Amnesty International condemned the arrest in eastern Siberia. "The shaman's actions may be eccentric, but the Russian authorities' response is grotesque. Alexander Gabyshev should be free to express his political views and exercise his religion just like anyone else," Amnesty's Russia Director Natalia Zviagina said in a statement.

Sunday, September 15, 2019

American Indian Perspectivism

Now that the age during which all human civilization developed is ending, it might be time to pay more attention to the experience of those whose world has already ended: indigenous peoples. Depending on how you count them, there may be up to three hundred million indigenous people still on the planet. Most are survivors of colonialism. The genocide of the indigenous peoples of the Americas was the beginning of the modern world for Europeans, but the former remain as veritable end of the world experts. Models for restoring our relationship with the Earth exist in the cultures of indigenous peoples, whose values and skills have enabled them to survive centuries of invasion and exploitation.

Establishing a relation to indigenous thought and practice is no simple task. Not only do we have different views, understandings, perceptions and cultures that see the world in different ways, we inhabit very different worlds. American Indian conceptions are grounded in perspectivism, a concept originally coined by the Brazilian anthropologist Eduardo Viveiros de Castro. Perspectivism, according to Viveiros de Castro, is the philosophical view that there are many different world views depending on an individual's particular perspective. Put another way, every entity views every entity and event from an orientation peculiar to itself. Perspectivism holds that only one spirit exists in everything. It implies that everything is alive, sentient and shares a common spiritual essence.

Perspectivism assumes multinaturalism, which is the polar opposite of our multiculturalism. In multiculturalism, there is only one nature, but there can be many cultures, and it sets about studying, documenting and classifying them. By contrast, in multinaturalism, there is only one culture (spirit/soul) and multiple natures. From an American Indian point of view, there is no singular nature as such because perception is dependent on perspectives (humans perceive nature differently than animals, and animals perceive nature differently than spirits, and so on), yet none of these natures is absolute and they are all just as valid.

Another way to view the difference is to put it like this: Westerners see themselves physically as animals and spiritually different; American Indians see themselves spiritually as animals and physically different.
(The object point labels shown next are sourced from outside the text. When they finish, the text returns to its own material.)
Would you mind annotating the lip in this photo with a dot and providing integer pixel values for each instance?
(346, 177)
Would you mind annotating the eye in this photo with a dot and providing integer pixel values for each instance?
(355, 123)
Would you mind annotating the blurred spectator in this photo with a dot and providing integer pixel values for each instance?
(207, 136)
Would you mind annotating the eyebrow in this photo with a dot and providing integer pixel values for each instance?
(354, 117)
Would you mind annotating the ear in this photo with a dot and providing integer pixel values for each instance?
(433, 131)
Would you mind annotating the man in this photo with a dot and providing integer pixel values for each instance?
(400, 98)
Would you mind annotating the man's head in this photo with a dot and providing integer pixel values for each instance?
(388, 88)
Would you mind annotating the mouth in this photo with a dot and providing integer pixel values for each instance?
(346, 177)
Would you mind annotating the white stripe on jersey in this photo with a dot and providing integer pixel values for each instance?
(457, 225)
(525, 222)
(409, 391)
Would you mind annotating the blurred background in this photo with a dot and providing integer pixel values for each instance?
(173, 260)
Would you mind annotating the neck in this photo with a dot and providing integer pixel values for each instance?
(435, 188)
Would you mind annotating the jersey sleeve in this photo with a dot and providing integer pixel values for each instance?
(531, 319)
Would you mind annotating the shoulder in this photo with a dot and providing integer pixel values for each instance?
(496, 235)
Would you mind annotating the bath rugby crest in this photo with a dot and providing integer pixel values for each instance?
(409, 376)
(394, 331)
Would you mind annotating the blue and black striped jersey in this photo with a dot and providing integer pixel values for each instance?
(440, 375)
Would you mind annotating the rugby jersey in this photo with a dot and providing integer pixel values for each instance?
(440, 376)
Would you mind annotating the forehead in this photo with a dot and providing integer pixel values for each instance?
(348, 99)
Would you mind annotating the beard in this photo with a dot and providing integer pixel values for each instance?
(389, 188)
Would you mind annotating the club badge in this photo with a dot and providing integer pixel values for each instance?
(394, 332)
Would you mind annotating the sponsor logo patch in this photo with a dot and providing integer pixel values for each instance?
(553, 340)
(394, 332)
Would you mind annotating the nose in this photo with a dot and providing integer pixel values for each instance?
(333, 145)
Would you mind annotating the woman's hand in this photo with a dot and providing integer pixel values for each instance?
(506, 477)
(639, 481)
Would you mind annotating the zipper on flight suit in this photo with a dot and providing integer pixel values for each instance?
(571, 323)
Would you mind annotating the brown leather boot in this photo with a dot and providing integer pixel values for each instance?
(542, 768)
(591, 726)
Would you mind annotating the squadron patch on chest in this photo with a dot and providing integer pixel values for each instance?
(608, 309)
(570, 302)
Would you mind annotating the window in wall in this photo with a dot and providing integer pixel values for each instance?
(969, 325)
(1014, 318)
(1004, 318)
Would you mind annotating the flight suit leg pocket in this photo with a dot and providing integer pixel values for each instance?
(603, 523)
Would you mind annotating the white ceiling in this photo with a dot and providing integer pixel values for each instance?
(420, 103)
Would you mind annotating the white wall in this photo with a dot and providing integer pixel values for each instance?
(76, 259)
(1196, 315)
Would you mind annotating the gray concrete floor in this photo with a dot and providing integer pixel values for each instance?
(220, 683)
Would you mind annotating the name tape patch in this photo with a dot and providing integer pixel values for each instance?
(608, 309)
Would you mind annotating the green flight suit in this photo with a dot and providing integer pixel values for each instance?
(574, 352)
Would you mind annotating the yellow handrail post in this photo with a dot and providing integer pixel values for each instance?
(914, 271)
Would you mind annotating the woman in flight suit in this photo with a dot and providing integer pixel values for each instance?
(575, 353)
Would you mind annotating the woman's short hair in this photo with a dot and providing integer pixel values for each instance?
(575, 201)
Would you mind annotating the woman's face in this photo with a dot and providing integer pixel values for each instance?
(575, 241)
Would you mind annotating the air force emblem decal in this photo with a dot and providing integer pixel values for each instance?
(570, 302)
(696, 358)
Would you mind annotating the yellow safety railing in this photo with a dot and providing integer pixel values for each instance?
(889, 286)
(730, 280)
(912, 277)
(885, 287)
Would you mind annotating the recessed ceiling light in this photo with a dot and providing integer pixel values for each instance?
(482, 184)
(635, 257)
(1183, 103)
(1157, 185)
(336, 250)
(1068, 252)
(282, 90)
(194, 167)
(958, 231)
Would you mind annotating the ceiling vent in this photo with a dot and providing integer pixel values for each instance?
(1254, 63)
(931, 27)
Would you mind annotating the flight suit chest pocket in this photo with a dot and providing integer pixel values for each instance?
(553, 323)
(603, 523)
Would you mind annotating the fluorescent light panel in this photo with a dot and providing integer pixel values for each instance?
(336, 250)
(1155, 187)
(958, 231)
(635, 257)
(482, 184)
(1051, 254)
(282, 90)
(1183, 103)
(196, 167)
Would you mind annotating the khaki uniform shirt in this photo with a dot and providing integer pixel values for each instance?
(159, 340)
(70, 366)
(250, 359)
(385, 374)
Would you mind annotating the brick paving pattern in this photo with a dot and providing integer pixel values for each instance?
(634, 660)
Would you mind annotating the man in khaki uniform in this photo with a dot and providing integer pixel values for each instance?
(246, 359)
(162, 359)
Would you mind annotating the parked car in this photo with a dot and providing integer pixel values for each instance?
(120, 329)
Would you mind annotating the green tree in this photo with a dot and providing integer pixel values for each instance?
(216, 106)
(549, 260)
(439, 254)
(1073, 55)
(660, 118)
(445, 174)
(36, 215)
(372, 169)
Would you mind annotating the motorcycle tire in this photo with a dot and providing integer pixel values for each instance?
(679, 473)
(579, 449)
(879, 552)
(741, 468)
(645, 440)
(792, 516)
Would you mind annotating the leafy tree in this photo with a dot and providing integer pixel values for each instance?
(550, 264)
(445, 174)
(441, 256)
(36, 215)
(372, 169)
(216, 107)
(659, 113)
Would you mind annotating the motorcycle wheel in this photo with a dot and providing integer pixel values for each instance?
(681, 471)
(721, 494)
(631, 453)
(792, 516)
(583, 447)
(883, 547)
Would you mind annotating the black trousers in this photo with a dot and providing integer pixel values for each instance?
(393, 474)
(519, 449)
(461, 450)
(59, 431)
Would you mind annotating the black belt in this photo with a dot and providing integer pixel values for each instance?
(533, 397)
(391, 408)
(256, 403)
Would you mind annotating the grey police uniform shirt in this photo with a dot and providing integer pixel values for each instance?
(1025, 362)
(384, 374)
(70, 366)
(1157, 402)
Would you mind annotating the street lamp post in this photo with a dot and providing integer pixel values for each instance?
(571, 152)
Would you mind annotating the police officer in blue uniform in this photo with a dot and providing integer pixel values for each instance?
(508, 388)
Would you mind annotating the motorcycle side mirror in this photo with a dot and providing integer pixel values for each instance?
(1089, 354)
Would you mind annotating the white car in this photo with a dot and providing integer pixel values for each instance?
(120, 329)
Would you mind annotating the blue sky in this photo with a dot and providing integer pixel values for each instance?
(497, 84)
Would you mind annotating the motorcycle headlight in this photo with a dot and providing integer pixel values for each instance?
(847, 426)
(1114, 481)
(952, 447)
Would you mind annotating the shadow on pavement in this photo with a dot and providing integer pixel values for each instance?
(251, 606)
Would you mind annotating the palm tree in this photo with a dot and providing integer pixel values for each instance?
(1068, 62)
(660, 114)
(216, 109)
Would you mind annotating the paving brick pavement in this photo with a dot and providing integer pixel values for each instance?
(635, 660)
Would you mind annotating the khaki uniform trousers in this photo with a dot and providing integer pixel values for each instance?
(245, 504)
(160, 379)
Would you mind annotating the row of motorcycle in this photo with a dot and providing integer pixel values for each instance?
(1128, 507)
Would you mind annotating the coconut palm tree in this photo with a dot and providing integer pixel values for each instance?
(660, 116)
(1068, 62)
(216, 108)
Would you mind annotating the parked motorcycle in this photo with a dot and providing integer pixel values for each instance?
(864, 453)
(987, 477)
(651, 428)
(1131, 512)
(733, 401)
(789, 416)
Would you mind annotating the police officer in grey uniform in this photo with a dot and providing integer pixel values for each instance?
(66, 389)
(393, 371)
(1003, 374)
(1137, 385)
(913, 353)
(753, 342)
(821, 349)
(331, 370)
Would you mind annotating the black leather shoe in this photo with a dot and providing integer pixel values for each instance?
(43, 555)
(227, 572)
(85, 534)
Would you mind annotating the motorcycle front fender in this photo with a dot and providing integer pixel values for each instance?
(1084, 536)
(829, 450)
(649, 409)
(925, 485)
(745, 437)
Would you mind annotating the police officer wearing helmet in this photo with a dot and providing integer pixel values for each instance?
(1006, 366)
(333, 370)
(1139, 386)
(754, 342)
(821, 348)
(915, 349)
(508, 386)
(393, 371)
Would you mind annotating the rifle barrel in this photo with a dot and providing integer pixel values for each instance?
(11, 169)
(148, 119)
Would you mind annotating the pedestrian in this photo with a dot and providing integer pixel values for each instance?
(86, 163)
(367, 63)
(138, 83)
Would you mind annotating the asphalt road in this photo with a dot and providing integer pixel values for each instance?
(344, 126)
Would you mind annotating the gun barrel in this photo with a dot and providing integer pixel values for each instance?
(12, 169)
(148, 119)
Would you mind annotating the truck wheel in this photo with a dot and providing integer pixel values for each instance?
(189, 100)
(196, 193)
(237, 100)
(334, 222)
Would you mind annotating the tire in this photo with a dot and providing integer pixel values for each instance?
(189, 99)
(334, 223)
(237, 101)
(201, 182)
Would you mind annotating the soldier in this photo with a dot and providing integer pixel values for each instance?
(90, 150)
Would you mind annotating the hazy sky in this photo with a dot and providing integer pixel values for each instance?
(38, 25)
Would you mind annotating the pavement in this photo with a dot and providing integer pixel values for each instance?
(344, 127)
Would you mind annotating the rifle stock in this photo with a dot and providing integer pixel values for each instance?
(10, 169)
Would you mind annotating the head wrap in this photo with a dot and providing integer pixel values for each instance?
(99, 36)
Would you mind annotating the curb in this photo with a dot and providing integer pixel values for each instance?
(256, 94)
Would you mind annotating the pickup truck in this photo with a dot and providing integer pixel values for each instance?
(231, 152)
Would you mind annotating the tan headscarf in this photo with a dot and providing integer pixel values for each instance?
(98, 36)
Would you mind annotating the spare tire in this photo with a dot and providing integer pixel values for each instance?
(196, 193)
American Indians inhabit a radically different conceptual universe than ours where nature and culture, human and nonhuman, subject and object are conceived in terms that reverse our own. Every entity is conceived as having a soul -- intentionality and conscious perception -- like a human being.  Moreover, all beings perceive themselves as humans and other beings as animals. While viewed by humans as animals, animals and other beings regard themselves (their own species) as human and live in conditions similar to humans; that is, they have a social and cultural life similar to those who inhabit an American Indian village.

Jaguars, for example, are thought to see themselves as humans, to see humans as human prey like deer, and their own food as that of humans. Establishing an authentic relationship with other beings therefore requires adopting their perspectives, as shamans do when they shapeshift into animals. Shamans will shapeshift into an animal so as to see the world through their eyes and to feel what they feel. Shamanism is a practice of defying the limits of human perspective, crossing borders into the social worlds of other species, administering relations between natures. Essentially, the shaman is a diplomat who creates a dialogue with other beings. As Viveiros de Castro puts it, "By seeing nonhuman beings as they see themselves (again as humans), shamans become capable of playing the role of active interlocutors in the trans-specific dialogue and, even more importantly, of returning from their travels to recount them; something the 'laity' can only do with difficulty." (1)

Shapeshifting is more than just transforming into an animal as is often depicted in shamanic accounts and tales. It is the art of shifting our old, entrenched thought patterns and perspectives in order to transform ourselves, both as individuals and communities. The purpose of shapeshifting is to develop new thought and behavior patterns in order to change the world. With all that is happening in the world today, it is good for us to get out of our own comfort zones in order to broaden our perspectives, to learn from and about others, to interact with the world differently, to see it with new eyes. By changing the way we perceive ourselves and the world around us, we shapeshift our reality.

1. Eduardo Viveiros de Castro, Cannibal Metaphysics (Univocal Publishing, 2014) p. 60.